Well, I did promise I’d be having a look at Dario Argento’s TV anthology series Door Into Darkness, but I never said I’d be watching the episodes in order. (Please, I’m not that organised.) So here we go with episode 3 of the DVD set, which actually aired second according to some sources... Anyhow, no matter – it’s not like Lost, where as long as you watch it all in order it all makes perfect sense. No, Door Into Darkness presents four different stories, and this one’s called Eyewitness.
Straight off, let me point out that many of Eyewitness’s plot elements probably seemed a lot fresher back in 1973, before three decades’ worth of TV actresses played murder witnesses in three decades’ worth of TV movies, and subsequently found themselves in various degrees of TV movie-permitting peril. Here, it’s Marilù Tolo playing housewife Roberta Leoni, whose life is so dull and empty she spends most of her time dressing up in outfits that match her stylishly mod furnishings:
All that’s about to change, however, because soon Roberta will be on high terror alert after a woman runs out in front of her car in the middle of the night and drops down dead in the road. When Roberta gets out to help – being careful not to get any of that icky blood on her new orange flares (well, they do go lovely with the futon) – Mystery Woman turns out to have a bullet wound in her back. But that’s not all: Mystery Murderer is waiting in the bushes beside the road with a gun in his black-gloved hand... Run, Roberta, Run!

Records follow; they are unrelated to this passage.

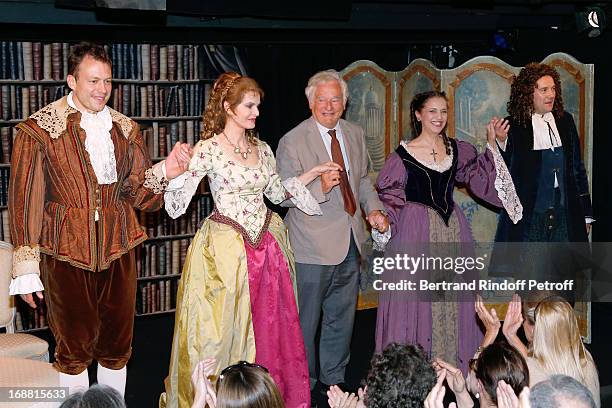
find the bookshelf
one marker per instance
(161, 86)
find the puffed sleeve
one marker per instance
(26, 206)
(143, 188)
(180, 190)
(291, 189)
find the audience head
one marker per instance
(90, 77)
(536, 89)
(420, 106)
(557, 344)
(400, 376)
(97, 396)
(228, 92)
(500, 361)
(327, 94)
(561, 391)
(245, 385)
(529, 304)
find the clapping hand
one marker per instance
(489, 319)
(203, 389)
(336, 398)
(378, 221)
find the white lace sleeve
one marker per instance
(24, 284)
(379, 240)
(505, 187)
(180, 190)
(301, 196)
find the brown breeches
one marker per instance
(91, 314)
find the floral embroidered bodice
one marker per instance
(237, 190)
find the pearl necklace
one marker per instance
(237, 149)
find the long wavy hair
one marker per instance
(248, 387)
(230, 87)
(557, 345)
(418, 102)
(520, 105)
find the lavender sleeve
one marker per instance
(390, 185)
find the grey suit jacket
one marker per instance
(324, 240)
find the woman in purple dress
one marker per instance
(416, 186)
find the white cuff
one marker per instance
(506, 192)
(502, 145)
(380, 239)
(25, 284)
(159, 169)
(301, 196)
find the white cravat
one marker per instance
(327, 142)
(543, 136)
(98, 143)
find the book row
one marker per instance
(35, 61)
(161, 258)
(160, 101)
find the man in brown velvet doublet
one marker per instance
(79, 169)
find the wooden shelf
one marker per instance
(164, 118)
(158, 277)
(33, 330)
(170, 237)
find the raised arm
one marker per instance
(26, 204)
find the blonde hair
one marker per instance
(557, 345)
(230, 87)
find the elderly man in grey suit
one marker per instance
(327, 248)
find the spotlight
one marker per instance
(592, 20)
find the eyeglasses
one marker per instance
(238, 366)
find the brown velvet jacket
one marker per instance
(54, 193)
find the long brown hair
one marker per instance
(556, 340)
(520, 105)
(230, 87)
(248, 387)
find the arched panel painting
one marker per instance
(420, 76)
(477, 91)
(370, 106)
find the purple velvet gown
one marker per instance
(408, 319)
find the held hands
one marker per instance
(178, 160)
(29, 298)
(203, 388)
(497, 128)
(331, 177)
(336, 398)
(378, 221)
(513, 319)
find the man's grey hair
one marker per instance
(97, 396)
(560, 391)
(322, 77)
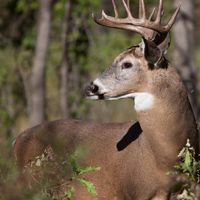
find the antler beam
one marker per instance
(142, 25)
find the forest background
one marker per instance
(51, 49)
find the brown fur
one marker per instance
(134, 156)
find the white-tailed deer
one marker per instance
(134, 156)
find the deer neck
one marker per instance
(168, 120)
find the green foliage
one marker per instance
(189, 168)
(47, 175)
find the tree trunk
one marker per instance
(38, 74)
(184, 51)
(65, 62)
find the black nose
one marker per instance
(91, 88)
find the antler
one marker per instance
(142, 25)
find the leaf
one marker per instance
(88, 185)
(38, 163)
(187, 158)
(181, 152)
(88, 169)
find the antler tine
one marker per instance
(173, 18)
(152, 13)
(159, 14)
(142, 11)
(128, 4)
(127, 7)
(143, 26)
(115, 9)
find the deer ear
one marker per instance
(151, 52)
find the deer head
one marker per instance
(129, 74)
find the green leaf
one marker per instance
(88, 185)
(88, 169)
(187, 158)
(181, 152)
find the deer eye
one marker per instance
(127, 65)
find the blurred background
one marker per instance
(51, 49)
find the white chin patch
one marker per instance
(143, 101)
(95, 97)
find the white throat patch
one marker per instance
(143, 101)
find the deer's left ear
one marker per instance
(151, 52)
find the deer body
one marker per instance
(134, 156)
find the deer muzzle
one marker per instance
(92, 92)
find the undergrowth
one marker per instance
(48, 177)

Luckily, there’s a diner nearby and Roberta has soon ordered a nice cup of coffee. Oh, and summoned the police. But when she takes the detective back to the scene of the crime, the body has disappeared – along with any trace of blood and, indeed, anything out of the ordinary. Has Roberta imagined it all? The police and her husband (Riccardo Salvino – sort of a better-looking version of Dario Argento, although with the same tombstone forehead and lanky hair) seem to think so, but we’re left in no doubt when a cutaway reveals someone suspiciously burning a pile of bloodstained clothes...
Ah, sweet, naïve, innocent Eyewitness, you had me gripped up until about this point, when you decided to turn into a decidedly mediocre stalker thriller. Roberta returns home to the now-ubiquitous ominous phone calls and half-hearted attempts on her life, while events slow-burn to a rather predictable conclusion. I know it’s not your fault, Eyewitness. You were probably once the hottest thing since open plan interiors:
But now you’re more like this clock – dated and slightly pointless:
I mean, can you tell the time on that? Anyway, the plot of Eyewitness has become so standard that it really doesn’t offer much in the way of suspense or excitement any longer, despite the fact that it’s well staged and particularly nicely scored (by Giorgio Gaslini – Deep Red). I don’t want to make it sound like it’s a worthless waste of time – I’d recommend it unreservedly to giallo/Argento fans – but time hasn’t left Eyewitness with much to remark upon. Except, of course, those fabulous interiors.